Knowing his campus was about to be shut down due to Covid-19 and that remote learning was to begin only days later, Thomas Kikta, chair of contemporary music media and jazz at Duquesne University in Pittsburgh was in a hurry to find the students and facility at the university’s Mary Pappert School of Music a means of improving on the poor audio quality of Zoom meetings. He found his answer in Digigram’s Iqoya *Serv/Link, a multi-channel IP audio codec, paired with Iqoya Guest, Digigram’s web-based solution.
Now, without having to install any applications or plug-ins, the students and facility could receive video via a Zoom link and audio via the Iqoya Guest link which opens directly into their web browser.
While most of the university’s distance learning classes only require intelligible audio, for music classes reliable, high-quality audio is a prerequisite. ‘On scale of 1-to-10, audio quality is an 11,’ Kikta says. ‘We need to hear vibrato; we need to hear the decay of the reverb. That’s what you lose on a Zoom call. As the instrument decays, it starts to digitise, and it starts to flutter. If there’s a gate on it or a compressor, you hear that. It cuts off your decays.

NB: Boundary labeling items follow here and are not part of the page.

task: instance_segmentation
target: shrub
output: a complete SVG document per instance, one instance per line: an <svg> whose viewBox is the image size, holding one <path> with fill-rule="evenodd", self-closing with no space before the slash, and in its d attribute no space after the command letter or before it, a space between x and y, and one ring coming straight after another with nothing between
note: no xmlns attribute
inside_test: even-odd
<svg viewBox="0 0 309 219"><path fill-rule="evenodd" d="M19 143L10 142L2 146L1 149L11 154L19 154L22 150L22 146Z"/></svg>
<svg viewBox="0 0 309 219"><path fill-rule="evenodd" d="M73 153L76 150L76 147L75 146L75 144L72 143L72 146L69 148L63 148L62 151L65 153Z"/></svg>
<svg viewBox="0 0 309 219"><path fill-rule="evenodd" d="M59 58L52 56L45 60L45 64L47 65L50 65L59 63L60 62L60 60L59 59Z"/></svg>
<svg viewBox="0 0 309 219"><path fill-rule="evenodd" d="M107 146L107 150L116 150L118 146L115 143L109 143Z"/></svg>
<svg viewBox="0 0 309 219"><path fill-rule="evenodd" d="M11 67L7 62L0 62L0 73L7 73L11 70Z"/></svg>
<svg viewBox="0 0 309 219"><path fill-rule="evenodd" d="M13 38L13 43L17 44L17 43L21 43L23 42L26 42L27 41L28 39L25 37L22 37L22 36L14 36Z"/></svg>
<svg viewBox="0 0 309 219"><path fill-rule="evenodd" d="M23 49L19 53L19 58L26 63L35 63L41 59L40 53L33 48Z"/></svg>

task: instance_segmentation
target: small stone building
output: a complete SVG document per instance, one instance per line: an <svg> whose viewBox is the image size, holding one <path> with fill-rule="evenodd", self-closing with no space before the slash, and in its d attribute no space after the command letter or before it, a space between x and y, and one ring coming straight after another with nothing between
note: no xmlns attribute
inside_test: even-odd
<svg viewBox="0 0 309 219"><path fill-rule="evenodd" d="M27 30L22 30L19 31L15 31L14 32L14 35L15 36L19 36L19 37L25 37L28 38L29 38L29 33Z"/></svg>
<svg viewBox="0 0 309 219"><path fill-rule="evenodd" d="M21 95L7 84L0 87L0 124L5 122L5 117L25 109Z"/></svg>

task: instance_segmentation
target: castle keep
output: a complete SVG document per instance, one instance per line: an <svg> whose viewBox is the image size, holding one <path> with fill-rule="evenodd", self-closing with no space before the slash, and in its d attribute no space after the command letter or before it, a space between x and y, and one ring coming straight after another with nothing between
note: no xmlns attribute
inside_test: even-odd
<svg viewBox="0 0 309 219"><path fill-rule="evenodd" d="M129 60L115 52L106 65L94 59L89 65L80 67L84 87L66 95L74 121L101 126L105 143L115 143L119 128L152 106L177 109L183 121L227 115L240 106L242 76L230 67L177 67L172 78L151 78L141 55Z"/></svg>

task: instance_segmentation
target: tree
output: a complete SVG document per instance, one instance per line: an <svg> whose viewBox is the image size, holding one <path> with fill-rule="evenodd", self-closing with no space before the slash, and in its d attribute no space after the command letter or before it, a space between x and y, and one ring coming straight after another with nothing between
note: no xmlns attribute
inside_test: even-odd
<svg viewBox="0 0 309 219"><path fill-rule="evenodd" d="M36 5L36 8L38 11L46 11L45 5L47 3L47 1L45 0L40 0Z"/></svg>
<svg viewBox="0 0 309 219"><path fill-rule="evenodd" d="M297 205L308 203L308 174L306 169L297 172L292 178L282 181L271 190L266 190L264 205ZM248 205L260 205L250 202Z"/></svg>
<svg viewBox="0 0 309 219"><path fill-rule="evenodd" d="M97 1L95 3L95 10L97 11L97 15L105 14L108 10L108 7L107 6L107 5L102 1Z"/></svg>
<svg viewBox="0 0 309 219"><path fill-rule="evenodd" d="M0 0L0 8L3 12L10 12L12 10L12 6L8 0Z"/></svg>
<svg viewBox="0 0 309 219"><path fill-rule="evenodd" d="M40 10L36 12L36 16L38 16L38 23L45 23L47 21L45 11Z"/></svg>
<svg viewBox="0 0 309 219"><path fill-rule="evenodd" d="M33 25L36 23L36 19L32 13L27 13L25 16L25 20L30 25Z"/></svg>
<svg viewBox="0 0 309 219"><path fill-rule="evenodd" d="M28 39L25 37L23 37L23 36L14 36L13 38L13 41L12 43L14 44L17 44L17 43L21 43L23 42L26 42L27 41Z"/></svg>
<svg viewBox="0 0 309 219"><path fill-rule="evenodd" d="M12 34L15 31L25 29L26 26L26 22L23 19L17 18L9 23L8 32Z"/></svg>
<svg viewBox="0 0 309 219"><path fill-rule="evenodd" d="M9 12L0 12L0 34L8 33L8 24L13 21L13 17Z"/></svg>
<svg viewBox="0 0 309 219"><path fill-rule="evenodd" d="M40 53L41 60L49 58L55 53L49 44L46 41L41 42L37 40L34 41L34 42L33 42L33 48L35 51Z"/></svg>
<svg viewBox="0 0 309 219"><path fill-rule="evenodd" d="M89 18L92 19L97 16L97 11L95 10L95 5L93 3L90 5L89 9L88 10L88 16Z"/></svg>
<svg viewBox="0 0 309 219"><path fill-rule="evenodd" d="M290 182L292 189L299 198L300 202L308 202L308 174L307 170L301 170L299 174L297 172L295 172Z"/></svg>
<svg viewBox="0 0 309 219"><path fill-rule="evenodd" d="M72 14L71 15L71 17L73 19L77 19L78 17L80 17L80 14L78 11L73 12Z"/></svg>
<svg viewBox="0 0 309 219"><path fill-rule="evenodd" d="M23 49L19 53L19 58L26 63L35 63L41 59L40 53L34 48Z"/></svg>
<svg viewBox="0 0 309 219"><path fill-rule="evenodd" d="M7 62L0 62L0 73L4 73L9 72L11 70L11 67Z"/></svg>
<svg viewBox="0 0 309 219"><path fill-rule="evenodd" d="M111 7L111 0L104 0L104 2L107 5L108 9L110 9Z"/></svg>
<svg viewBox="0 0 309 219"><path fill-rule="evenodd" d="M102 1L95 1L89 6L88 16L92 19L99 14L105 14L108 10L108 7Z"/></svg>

‘The Iqoya changes all that. I took a sound wave tone generator, and I ran 20Hz to 20kHz to my sound engineers, and they were watching the meters on their end and I was watching the main control panel, and it stayed stable from 20Hz to 20kHz.’
The School of Music is currently using 24 stereo channels and 48 mono, splitting them up daily depending on the classes, lessons and auditions on the schedule. ‘When it comes to lessons, I just worked with a class that had 16 violinists and one professor,’ Kikta explains. ‘They can all play away and she can play back to them and then she can ask them to play back what she just played. They do almost a volley for serve, and she’s thrilled how it’s working. And while that class is going on, I have a recording workshop going on on other channels.’
A set-up video has been key in getting professors and students up and running on the platform: ‘I send the set-up video to the professor and the professor sends it to the students,’ Kikta says. ‘I thought when I first saw this that it was something for engineers, and I needed it to be user-friendly so everyone, including our older professors, could get up and running on it. I made some suggestions, and so far, every problem encountered has been an end-user’s deficiency. The system has been very stable.’
With in-person classes set to resume on 24 August at half capacity, Kikta says the *Serv/Link will be critical heading into the 2020-2021 school year: ‘A class that normally held 23 people will be down to 12 or 13. Those that don’t come into the classroom will be told to stay in their dorm room, within Covid regulations, and log in via Zoom to see the lecture and use the Iqoya link to listen in.’
Lectures and lessons aside, the *Serv/Link will also play a key role during the music school’s audition process.
‘No one is allowed on the Duquesne University campus that isn’t already a part of the school family,’ Kikta adds. ‘So, we are going to distribute the Iqoya link and Zoom link to the students and judges. While the students aren’t performing in-person, the Iqoya’s audio quality offers the judges the opportunity to hear the fine details of the student’s playing as if they were.’
Looking ahead to when the pandemic is over, Kikta said using the Iqoya for remote auditions will help the school reach a broader base of students, including those who live too far away to attend in-person auditions: ‘It will help us get the cream of the crop. Students who normally wouldn’t travel all the way from China or Honolulu can now audition via the *Serv/Link.’
Similarly, Kikta plans to use the Iqoya’s X/Link IP audio codec – which is designed for live remote broadcasting – and couple it with a link from free web streaming site Caster.fm to showcase the students’ music on the university website. ‘Our goal is to have a 24/7 loop broadcasting recordings from the Mary Pappert School of Music,’ he says. ‘When someone comes to our web page, there will be a button that says something like, ‘Hear the Students of Duquesne University.’ When someone clicks on it, concerts will be streaming from Caster.’
Two other channels will broadcast student recitals – making it easy for students who have family and friends out of state to virtually attend their performances.
‘This will allow grandma, who lives in Washington State, hear her grandson’s recital in Pennsylvania. We plan to broadcast all the student recitals so that friends, families and donors can listen without having to physically come to the university. The X/Link will feed our programming up to Caster, so that’s another key application we’ll be using it for once classes resume.’